Straight away we’re faced with a plethora of mundane horrors that so many of us must deal with on a daily basis. The constant cries of an inconsolable child. Squalid living conditions. Unreliable power supply. Unhelpful office staff. Bus drivers who clearly see you but drive on regardless. And the perpetual sense of threat from strangers on the street.
But even if this representation of working class existence does not necessarily ring true to everyone, Citadel is a very effective fright flick, for the simple reason that it really is about fear. Tommy is a central protagonist whose defining characteristic is that he is constantly afraid; it is this seemingly insurmountable obstacle he must find a way to overcome, and Foy and Barnard are both to be commended for their thoroughly sympathetic portrayal of a traumatised man struggling to get by in day to day existence.
Where Citadel is liable to prove more divisive is in its midway revelation as to the nature of the threat. Diverging from its hoodie horror forebears – Ils, Eden Lake (or even F, which implied but never explicitly stated that its hooded antagonists were not in fact human) – Citadel reveals that there are bona fide monsters, not just disaffected youths, underneath those sweatshirts. Doubtless this will raise some questions as to just what the film is saying about lower working class children, particularly given the ultimate course of action Tommy and the Priest take to overcome them.

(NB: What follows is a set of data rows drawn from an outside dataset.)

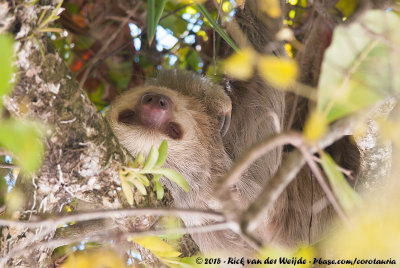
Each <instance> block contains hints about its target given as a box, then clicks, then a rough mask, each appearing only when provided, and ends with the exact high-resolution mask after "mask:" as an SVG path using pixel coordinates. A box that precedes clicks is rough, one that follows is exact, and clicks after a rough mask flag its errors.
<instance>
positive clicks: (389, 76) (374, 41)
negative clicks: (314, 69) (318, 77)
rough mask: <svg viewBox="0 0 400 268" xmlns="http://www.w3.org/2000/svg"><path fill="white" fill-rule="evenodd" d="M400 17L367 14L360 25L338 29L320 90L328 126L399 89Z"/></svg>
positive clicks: (319, 93)
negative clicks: (397, 72)
mask: <svg viewBox="0 0 400 268" xmlns="http://www.w3.org/2000/svg"><path fill="white" fill-rule="evenodd" d="M398 25H400V17H399V15H397V14H396V13H394V12H385V11H381V10H371V11H368V12H367V13H366V14H365V15H364V16H363V17H362V18H361V20H360V21H358V22H355V23H353V24H351V25H349V26H340V27H337V28H336V30H335V32H334V35H333V41H332V45H331V46H330V47H329V48H328V49H327V51H326V53H325V56H324V62H323V65H322V69H321V78H320V80H319V86H318V106H317V107H318V108H317V109H318V111H319V112H321V113H323V114H325V115H326V117H327V120H328V122H332V121H334V120H336V119H338V118H340V117H343V116H346V115H349V114H350V113H353V112H356V111H358V110H360V109H362V108H364V107H366V106H368V105H371V104H373V103H376V102H377V101H379V100H381V99H382V98H384V97H385V96H388V95H389V94H393V93H394V92H396V91H398V90H399V89H400V77H399V76H398V75H396V73H397V71H398V70H399V69H400V53H398V50H396V49H394V48H398V47H399V46H400V31H399V30H398Z"/></svg>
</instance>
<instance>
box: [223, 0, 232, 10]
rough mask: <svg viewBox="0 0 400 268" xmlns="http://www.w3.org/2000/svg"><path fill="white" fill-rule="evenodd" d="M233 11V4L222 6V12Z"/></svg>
mask: <svg viewBox="0 0 400 268" xmlns="http://www.w3.org/2000/svg"><path fill="white" fill-rule="evenodd" d="M232 10H233V5H232V3H231V2H229V1H227V2H224V3H223V4H222V11H223V12H225V13H229V12H231V11H232Z"/></svg>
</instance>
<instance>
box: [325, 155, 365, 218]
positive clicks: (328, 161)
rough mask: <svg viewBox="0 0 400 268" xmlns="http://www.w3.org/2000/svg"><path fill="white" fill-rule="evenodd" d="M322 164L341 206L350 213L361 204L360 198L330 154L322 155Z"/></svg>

Nor is this the only thing likely to bother some viewers, as there are some rather glaring inconsistencies in the behaviour of these phantom chavs – notably regarding the question of how and why they attack.
Blending gritty kitchen sink realism with more fantastical Gothic thrills is always going to be a tricky proposition, and some may feel that Citadel sells itself short by taking that route. Even so, for sheer nightmarish atmosphere, it really can’t be faulted. It’s beautifully shot and edited with a haunting musical score, and the tension barely lets up from start to finish.
All in all, I’m not sure I can say I really enjoyed Citadel – for, as I said, the core conceit just cut a little too close for comfort. But then, great horror isn’t generally too concerned with respecting the viewer’s comfort zone. If you’re anything like me and you feel like your own comfort zone could do with a little challenging, Citadel may well do the trick. It’s the best performance yet on the already respectable CV of Aneurin Barnard, and it definitely marks out Ciaron Foy as a writer-director worth looking out for in the future.